For the financial year ended June 30, 2018, the group’s net profit fell 45% to RM5.98 million, from RM10.89 million a year earlier, as revenue dropped 5.17% to RM47.79 million from RM50.4 million.

Going forward, Yim said the group’s recent acquisition of EPE Busway Sdn Bhd and Mittric Systems Sdn Bhd for RM38 million would provide some cushioning effect on its bottom line, as the deal came with a profit guarantee by the vendors.

The vendors provided Mikro MSC with a profit guarantee of RM4.8 million — RM2.4 million for each company, subject to not more than a 10% deviation for each company — yielding a price-to-profit before tax multiple of 7.9 times.

Aside from the profit guarantee, EPE Busway’s products — high and low voltage busway systems used in electrical power industries — are complementary to Mikro MSC’s product offerings as they are all components within the electricity distribution system.

Hence, Mikro MSC would be able to expand its product offerings to include busways — also referred to as busducts — and immediately gain access to the targeted companies’ distribution channels for busducts, both locally and overseas.

In addition, the acquisition will also enable the group to capture a large share of value in an electricity power distribution project and have a larger customer base and realise cross-selling opportunities.

“Through our marketing team, we can easily increase 50% of their (EPE Busway’s) sales value,” Yim said, adding that Mikro MSC’s research and development team will also enhance the EPE Busway’s products to bring in more value for the company.

EPE Busway has been manufacturing busway systems under the “EPE” brand at its factory in Nilai, Negeri Sembilan. Busway systems are an alternative to conventional cable distribution systems in electrical power distribution.

Busway systems are primarily used in buildings or complexes which require transmission of large currents of electricity such as power plants, oil and gas plants, factories, shopping malls, universities, hotels and high-rise offices as well as residential towers.

EPE Busway’s products are sold in Malaysia through Mittric, the exclusive sales representative of the former’s products in Malaysia. EPE Busway also has sales presence in several overseas markets such as Vietnam and Cambodia.

Mittric customers are mechanical and electrical contractors and project owners involved in the construction of new buildings or complexes in Malaysia.

Mikro MSC received its shareholders’ nod to acquire the entire stakes of EPE Busway and Mittric at an extraordinary general meeting held last week.

Yim, the largest shareholder of Mikro MSC, will see his equity interest reduced to 25.03% from 34.22% after the acquisitions, while executive director Fong See Ni’s stake will come down to 5.37% from 7.35%.

Low Khek Heng, a director of EPE Busway and Mittric, will meanwhile emerge as a substantial shareholder of Mikro MSC with an 8.22% stake.

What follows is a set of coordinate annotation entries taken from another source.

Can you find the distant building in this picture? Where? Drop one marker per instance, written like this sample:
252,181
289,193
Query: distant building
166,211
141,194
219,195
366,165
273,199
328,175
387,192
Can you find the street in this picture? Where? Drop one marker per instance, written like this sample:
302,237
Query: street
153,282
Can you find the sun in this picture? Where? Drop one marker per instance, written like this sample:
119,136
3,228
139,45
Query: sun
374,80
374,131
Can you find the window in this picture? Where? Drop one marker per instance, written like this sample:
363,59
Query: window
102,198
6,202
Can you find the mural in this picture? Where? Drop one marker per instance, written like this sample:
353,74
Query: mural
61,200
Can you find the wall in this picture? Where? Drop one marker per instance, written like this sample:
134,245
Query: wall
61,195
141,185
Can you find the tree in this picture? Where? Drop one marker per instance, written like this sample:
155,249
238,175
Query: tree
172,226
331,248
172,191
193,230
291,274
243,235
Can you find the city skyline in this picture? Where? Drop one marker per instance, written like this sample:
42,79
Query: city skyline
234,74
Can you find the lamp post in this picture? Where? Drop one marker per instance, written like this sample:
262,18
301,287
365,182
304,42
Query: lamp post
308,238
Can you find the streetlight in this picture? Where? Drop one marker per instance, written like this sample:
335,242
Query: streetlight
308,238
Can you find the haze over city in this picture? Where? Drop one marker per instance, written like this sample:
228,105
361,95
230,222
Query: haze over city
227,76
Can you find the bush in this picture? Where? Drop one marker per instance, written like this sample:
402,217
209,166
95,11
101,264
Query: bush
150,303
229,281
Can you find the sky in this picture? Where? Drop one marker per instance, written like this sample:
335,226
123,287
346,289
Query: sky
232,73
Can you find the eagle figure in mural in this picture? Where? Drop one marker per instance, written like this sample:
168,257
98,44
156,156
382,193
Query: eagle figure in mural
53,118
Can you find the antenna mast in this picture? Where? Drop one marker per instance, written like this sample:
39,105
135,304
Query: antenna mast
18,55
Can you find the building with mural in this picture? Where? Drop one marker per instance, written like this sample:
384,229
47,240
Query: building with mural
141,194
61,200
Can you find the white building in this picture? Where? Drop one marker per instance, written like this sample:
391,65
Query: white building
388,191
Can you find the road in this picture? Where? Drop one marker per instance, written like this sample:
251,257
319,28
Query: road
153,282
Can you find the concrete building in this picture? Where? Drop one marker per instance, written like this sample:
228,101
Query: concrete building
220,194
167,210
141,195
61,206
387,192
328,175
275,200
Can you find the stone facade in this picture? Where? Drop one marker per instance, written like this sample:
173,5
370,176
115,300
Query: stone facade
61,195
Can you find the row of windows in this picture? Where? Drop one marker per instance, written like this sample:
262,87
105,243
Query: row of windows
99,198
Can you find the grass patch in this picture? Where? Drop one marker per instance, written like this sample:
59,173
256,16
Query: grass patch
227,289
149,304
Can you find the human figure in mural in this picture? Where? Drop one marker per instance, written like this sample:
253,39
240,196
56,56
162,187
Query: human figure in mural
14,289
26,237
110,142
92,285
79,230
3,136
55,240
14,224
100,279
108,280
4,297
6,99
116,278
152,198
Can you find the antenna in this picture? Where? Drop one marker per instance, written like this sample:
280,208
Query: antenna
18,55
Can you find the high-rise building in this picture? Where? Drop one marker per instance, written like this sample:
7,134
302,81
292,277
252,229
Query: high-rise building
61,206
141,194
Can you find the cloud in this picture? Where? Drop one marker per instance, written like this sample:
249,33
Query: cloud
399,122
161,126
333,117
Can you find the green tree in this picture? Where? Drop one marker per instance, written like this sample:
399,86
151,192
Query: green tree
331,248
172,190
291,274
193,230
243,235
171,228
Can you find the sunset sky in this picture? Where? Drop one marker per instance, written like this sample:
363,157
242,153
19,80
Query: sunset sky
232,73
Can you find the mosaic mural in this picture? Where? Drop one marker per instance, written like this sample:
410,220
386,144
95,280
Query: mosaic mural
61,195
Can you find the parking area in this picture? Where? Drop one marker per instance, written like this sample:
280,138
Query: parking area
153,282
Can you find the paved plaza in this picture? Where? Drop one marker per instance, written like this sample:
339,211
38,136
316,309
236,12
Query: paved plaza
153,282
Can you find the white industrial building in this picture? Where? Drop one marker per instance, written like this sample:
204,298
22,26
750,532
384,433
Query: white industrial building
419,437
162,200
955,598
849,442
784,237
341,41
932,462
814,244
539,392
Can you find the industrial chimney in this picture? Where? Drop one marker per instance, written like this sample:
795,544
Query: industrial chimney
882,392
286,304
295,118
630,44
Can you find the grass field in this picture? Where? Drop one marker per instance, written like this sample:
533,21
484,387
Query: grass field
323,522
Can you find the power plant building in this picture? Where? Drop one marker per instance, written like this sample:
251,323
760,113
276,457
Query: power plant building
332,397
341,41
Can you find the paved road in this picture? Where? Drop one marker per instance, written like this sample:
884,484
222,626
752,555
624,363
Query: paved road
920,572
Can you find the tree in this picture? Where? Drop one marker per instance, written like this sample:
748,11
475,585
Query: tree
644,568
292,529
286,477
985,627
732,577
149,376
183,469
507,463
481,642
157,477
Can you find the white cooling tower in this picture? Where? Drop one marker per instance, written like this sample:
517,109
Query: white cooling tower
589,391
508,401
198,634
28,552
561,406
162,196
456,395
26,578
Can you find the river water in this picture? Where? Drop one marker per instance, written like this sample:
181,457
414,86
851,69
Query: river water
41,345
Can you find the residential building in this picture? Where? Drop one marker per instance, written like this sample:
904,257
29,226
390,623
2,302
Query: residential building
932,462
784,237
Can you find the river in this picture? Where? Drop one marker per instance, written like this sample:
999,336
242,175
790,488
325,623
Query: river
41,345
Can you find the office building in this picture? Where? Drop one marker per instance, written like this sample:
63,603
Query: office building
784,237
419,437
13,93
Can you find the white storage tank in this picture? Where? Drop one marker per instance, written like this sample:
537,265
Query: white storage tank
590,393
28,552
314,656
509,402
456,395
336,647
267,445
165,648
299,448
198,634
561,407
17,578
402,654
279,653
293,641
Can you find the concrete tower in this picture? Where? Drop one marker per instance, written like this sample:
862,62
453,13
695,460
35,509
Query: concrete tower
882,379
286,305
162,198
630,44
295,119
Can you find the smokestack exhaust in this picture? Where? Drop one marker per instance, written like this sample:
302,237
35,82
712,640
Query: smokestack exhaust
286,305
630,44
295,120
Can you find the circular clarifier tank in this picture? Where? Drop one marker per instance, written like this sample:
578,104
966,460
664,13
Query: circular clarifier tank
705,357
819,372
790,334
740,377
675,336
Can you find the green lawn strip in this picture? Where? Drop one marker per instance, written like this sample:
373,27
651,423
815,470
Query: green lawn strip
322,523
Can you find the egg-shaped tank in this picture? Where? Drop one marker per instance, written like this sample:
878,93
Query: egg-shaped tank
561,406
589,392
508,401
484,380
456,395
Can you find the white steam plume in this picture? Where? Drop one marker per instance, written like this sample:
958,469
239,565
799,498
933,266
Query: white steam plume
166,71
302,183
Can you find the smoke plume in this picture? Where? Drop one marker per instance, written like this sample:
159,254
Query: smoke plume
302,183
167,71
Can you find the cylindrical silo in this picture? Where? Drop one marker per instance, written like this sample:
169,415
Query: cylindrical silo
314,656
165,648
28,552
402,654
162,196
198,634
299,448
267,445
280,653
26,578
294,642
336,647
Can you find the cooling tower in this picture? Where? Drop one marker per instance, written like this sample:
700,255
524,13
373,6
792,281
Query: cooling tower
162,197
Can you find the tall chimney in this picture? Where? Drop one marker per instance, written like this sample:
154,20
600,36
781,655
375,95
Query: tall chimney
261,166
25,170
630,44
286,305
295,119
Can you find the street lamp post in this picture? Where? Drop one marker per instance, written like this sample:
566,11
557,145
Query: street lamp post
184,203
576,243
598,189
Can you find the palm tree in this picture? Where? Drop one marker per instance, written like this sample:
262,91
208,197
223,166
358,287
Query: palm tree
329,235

Yim said that after being delayed for one year from its initial commencement date, Mikro MSC is set to start operations of a new factory in Kota Kemuning, Shah Alam by year end.

He said the delay was due to new rules set by the Fire and Rescue Department to obtain the fire certificate.

“We submitted [the application for the certificate] in 2017, but changes came in 2018. So we have to resubmit and wait for approval,” he said.

Mikro MSC has invested RM20 million in the new factory, which will double the capacity of its products to 400,000 units from 200,000 units per annum.

Mikro MSC’s share price settled unchanged at 22.5 sen last Friday, giving the ACE Market-listed group a market capitalisation of RM96.95 million. The stock has been on the downtrend since it reached its peak of 54.1sen on July 6, 2017. Over the past one year, the counter has retreated 21.33%.